Today, it’s culture that is proving to be the new competitive frontier. The research is in and companies with strong, positive and aligned cultures are delivering better bottom lines. With the average Fortune 500 company lifespan reduced to less than 15 years, your culture is key to survival.
Focus on Energy
You don’t have to be the leader of a poor performing unit to put culture at the top of your strategic initiatives. Accepting the status quo as okay will have those who are purposefully managing their culture race past you. Author of The Obstacle is the Way, the Ancient Art of Turning Adversity into Advantage, Ryan Holiday says “We only have so much energy for our work, for our relationships, for ourselves. A smart person understands this and guards it carefully. Meanwhile, idiots focus on marginal productivity hacks and gains while they leak out energy each passing day”.
By mining our culture, we were able to identify the pent up potential of our people.

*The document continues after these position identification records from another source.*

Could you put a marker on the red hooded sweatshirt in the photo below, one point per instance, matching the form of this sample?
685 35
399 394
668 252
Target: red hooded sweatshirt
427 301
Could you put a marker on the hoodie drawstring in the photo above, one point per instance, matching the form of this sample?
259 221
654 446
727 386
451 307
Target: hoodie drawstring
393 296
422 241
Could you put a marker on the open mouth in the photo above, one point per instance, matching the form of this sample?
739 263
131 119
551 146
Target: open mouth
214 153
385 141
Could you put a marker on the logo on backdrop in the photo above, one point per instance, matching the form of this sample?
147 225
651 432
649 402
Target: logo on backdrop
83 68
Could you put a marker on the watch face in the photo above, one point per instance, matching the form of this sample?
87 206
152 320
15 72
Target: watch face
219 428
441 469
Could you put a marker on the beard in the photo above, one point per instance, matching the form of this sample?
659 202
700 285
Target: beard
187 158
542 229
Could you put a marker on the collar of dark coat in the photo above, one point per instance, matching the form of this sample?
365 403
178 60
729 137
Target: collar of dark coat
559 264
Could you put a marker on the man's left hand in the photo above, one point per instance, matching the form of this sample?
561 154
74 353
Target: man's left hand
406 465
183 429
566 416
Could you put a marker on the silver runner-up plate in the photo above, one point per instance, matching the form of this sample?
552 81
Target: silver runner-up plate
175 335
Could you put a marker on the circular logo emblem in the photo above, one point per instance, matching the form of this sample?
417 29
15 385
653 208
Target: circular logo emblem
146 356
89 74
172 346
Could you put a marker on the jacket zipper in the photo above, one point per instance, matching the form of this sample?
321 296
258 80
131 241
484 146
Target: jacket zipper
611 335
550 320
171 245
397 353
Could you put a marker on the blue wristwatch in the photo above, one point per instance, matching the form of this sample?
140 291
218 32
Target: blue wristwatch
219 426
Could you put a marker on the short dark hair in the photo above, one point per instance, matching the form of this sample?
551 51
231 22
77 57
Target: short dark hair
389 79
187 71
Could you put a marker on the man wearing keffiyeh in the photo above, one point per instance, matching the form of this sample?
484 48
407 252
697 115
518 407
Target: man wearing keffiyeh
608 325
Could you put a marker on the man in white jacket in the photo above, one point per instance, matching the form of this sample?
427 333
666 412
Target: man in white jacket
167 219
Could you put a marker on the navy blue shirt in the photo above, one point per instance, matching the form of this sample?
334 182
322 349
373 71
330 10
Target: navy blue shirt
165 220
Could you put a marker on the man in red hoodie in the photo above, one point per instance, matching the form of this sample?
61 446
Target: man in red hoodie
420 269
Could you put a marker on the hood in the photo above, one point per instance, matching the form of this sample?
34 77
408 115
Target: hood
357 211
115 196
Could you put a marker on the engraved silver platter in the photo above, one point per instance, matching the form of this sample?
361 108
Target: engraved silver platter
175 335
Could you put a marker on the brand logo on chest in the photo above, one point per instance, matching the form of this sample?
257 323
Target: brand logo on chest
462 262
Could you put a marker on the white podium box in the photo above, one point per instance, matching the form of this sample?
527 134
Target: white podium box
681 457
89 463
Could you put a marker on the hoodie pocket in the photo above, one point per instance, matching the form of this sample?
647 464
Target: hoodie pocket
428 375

We were also able to dig down into the root causes of the barriers to performance. During my time transforming that poor performing unit we worked on initiatives to drive out limiting values such as blame, confusion, and control. At the same time we brought in more emphasis on collaboration, coaching and technology. This resulted in a refocus of the limited individual buckets of energy from complaining, destructive behaviors and just going through the motions, to re-energized, forward looking and innovative thinking.
Adding cultural entropy (the measure of unproductive energy) to your dashboards, along with progress reports on your culture initiatives will help ensure that your human assets don’t get forgotten. This will make culture, which many feel intangible, very tangible. And we all know that what gets measured, gets managed.
You Are Not Alone
If you haven’t spent time working on your culture, you are not alone.
- Only 12% of leaders believe their organizations are excellent at driving the necessary culture for success
- Only 28% of leaders report that they understand their organization’s culture
- Only 5% of leaders said their own corporate culture was where it needed to be
Clearly, the opportunity to gain a competitive advantage by focusing on your culture is huge. And, don’t forget that beyond the organizational responsibility to deliver a better bottom line, we also have the responsibility to release the potential of our people. You can do both by being committed to creating the best possible environment for your employees. Ignite your culture starting today.
P.S. That famous sage I quoted earlier? The Greek philosopher Plato.